In 1886, the master of the Aachen Minster college, Heinrich Böckeler found the so-called Aachen Fragment in the Liuthar Gospels, which was dated orthographically to the fourteenth or fifteenth centuries. It contained the beginning of the oldest known Christmas carol in German language, the Aachen Christmas Carol. The melody, recorded in square notation, comes with the words "Syt willekomen heirre kirst want du unser alre here bis" (May you welcome us, Lord Christ, thou who art the Lord of us all).

== See also ==
- Gospels of Otto III (Munich)

== Bibliography ==
- Johannes Fried. Otto III. und Boleslaw Chrobry. Das Widmungsbild des Aachener Evangeliars, der "Akt von Gnesen" und das frühe polnische und ungarische Königtum. Eine Bildanalyse und ihre historischen Folgen. Steiner, Wiesbaden 1989, ISBN 3-515-05381-6
- Ulrich Kuder. Liuthar-Evangeliar. In Michael Brandt, Arne Eggebrecht (edd.): Bernward von Hildesheim und das Zeitalter der Ottonen, Ausstellungskatalog Hildesheim 1993. Mainz 1993, 2 volumes, pp. 84–87.

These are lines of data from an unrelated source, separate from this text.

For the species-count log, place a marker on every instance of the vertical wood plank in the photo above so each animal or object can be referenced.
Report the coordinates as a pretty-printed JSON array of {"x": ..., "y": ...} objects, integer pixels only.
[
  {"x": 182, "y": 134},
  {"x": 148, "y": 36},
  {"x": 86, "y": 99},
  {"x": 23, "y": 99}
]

- Herta Lepie, Georg Minkenberg. Die Schatzkammer des Aachener Domes, Brimberg, Aachen 1995, ISBN 3-923773-16-1, pp. 60–61.
- Josef Els. Das Aachener Liuthar-Evangeliar. Zur Bedeutung des Aachener Evangeliars Ottos III. In Rheinische Heimatpflege 48, 2011, pp. 181–194.
- Rainer Kahsnitz. Ungewöhnliche Szenen im Aachener Liuthar-Evangeliar. Ein Beitrag zum Problem des christologischen Zyklus der Reichenauer Buchmalerei. In Buchschätze des Mittelalters. Schnell & Steiner, Regensburg 2011, pp. 63–91.